General characteristics
- Class & type: Wickes-class destroyer
- Displacement: 1,191 tons
- Length: 314 ft 4+1⁄2 in (95.8 m)
- Beam: 30 ft 11+1⁄4 in (9.4 m)
- Draft: 9 ft 2 in (2.8 m)
- Speed: 35 knots (65 km/h)
- Complement: 108 officers and enlisted
- Armament: 4 × 4 in (102 mm)/50 guns; 2 × 1-pounder gun; 12 × 21 in (533 mm) torpedo tubes;

= USS Stribling (DD-96) =

Wickes-class destroyer

USS Stribling (DD-96) was a in the United States Navy during World War I and the years following. She was the first ship named in honor of Cornelius Stribling.

==Construction and commissioning==
Stribling was laid down at Quincy, Massachusetts, on 14 December 1917 by the Fore River Shipbuilding Company. The ship was launched on 29 May 1918, sponsored by Miss Mary Calvert Stribling. The destroyer was commissioned at the Boston Navy Yard on 16 August 1918.

==Service history==
On 31 August 1918, Stribling departed New York to escort a convoy across the Atlantic Ocean. However, machinery trouble forced her back into New York the following day. After almost three weeks in port, she got underway again on 18 September 1918, this time as an escort to a Gibraltar-bound convoy.

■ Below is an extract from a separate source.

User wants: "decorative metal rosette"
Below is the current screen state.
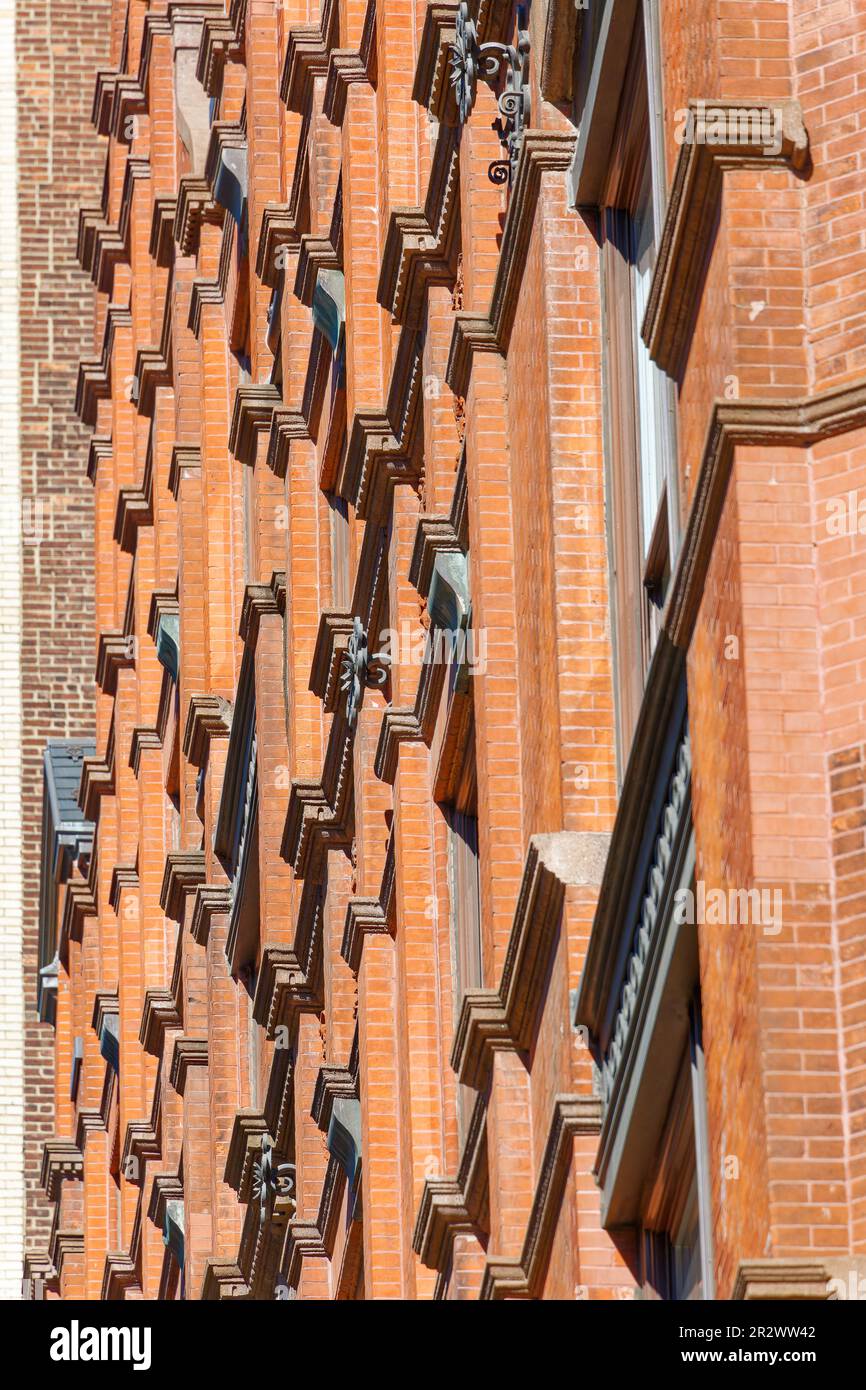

She fueled at Ponta Delgada in the Azores and made Gibraltar in early October 1918. From there, she sailed with a convoy for Marseille on 10 October 1918. For the next month, she made several Gibraltar-to-Marseille circuits with Allied convoys.

After the Armistice of 11 November 1918 that ended World War I, Stribling steamed to Venice, Italy, to investigate post-armistice conditions there and at various other ports on Italy's Adriatic coast and in Dalmatia. At the completion of that duty, she headed back to the United States, arriving home in July 1919. Stribling entered the Portsmouth Navy Yard for overhaul and repairs before being placed in reduced commission at Philadelphia. There, she was converted to a light minelayer and, on 17 July 1920, she was redesignated DM-1.

In September 1921, she departed Philadelphia and teamed to the United States West Coast and, from there, proceeded on to Pearl Harbor, Hawaii. After a series of maneuvers in the Hawaiian Islands, Stribling was decommissioned on 26 June 1922. On 1 December 1936, her name was struck from the Navy list. The following month, her hulk was towed to San Pedro, California, where she was sunk as a target in January 1937.